My issue is, there is no turning back now and obviously we won’t be friends again but I keep having this pit feeling of sadness in my tummy and every night without fail she is in my dreams in some format. I’m waking up emotional and it’s effecting my day.

I don’t really know how to make this feeling go away, I was hoping at the year point I would’ve started to move past it.
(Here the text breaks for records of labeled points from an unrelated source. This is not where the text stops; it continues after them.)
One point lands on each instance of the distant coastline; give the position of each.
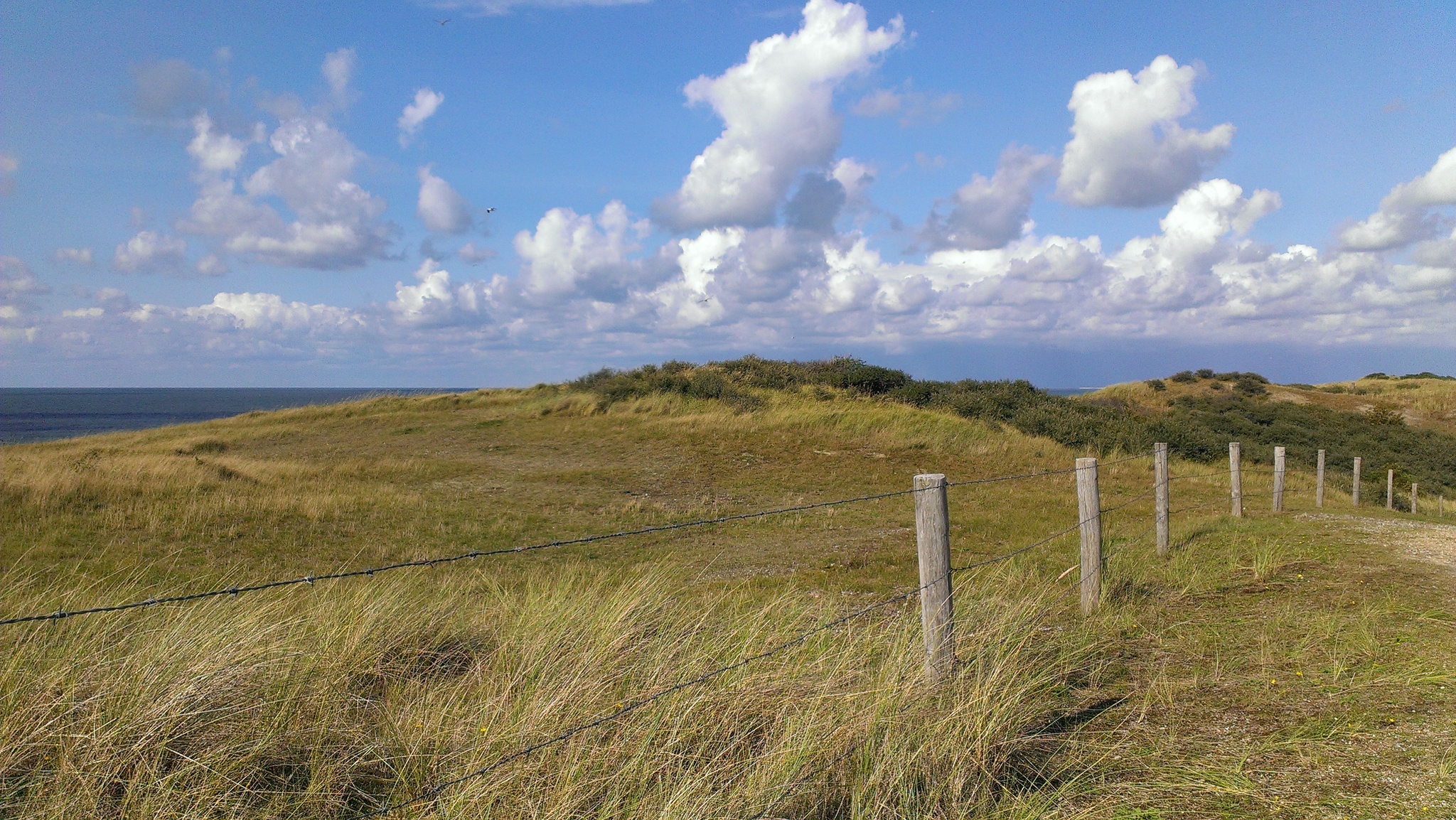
(46, 414)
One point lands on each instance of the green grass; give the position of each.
(1288, 666)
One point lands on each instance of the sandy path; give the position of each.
(1418, 539)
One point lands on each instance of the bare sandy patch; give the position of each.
(1424, 541)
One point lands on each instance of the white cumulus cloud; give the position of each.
(150, 252)
(338, 223)
(76, 255)
(440, 207)
(989, 213)
(9, 165)
(571, 255)
(1128, 148)
(414, 117)
(436, 301)
(338, 72)
(1404, 213)
(778, 117)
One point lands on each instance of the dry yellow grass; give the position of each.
(329, 699)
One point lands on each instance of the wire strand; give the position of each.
(626, 708)
(370, 571)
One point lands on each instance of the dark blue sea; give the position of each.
(41, 414)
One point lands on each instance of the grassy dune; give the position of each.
(1295, 666)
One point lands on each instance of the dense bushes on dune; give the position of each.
(1196, 427)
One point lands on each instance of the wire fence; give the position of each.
(646, 699)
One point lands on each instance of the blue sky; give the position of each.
(230, 195)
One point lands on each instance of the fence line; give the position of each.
(1091, 513)
(705, 678)
(426, 563)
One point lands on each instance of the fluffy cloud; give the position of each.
(778, 117)
(150, 252)
(211, 266)
(571, 255)
(171, 88)
(415, 114)
(990, 213)
(18, 286)
(18, 281)
(338, 223)
(1128, 148)
(909, 105)
(1404, 213)
(9, 165)
(76, 255)
(1175, 270)
(440, 207)
(338, 72)
(436, 301)
(218, 152)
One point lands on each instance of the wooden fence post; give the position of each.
(1161, 494)
(1089, 516)
(932, 535)
(1236, 480)
(1320, 480)
(1279, 480)
(1354, 488)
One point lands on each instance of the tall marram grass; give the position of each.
(346, 698)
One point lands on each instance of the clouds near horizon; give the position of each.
(772, 235)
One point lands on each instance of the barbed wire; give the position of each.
(1139, 497)
(804, 778)
(1010, 478)
(1200, 475)
(421, 563)
(424, 563)
(704, 678)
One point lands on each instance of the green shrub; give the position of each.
(1196, 427)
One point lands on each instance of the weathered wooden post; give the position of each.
(932, 534)
(1279, 480)
(1236, 480)
(1089, 516)
(1354, 488)
(1320, 480)
(1161, 494)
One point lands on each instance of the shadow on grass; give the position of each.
(1037, 764)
'Never a borrower or a lender be"
I know that's no help to you, I have no advice , this would grate on me for a long long time, you were a kind friend, she'll need you before you need her, when relationship goes tits up x

DollyBelle · 16/07/2024 09:01

OP your poor brain is trying to process this and because it doesn’t make sense as it goes against previous patterns with this friend, your brain is then trying to make sense of it in your sleep.
I agree with PP about EMDR. It’s a brilliant treatment for trauma - and trauma doesn’t have to be a kidnapping or a major road accident, but an event which is disturbing that your brain needs help with.
I am so sorry about how you have been treated. Your friend has met this idiot and has fallen into his patterns by losing her morals and being aggressive.
Well done for formalising repayments even though they are low.
As for her family I’m surprised none of them have approached you and are concerned about her.
Leave them to it.
Sadly, these situations never have a happy ending, but it’s not your bad fairytale to manage.
If this friend ever rears her head again even if it’s a dire request, don’t engage.
Wherever she is in life she’s probably very unhappy. But she’s made a choice she wasn’t a naive teenager.
Get some treatment and get back to your own life knowing you tried to help, you’ve been a good friend, and those qualities are much valued by good people.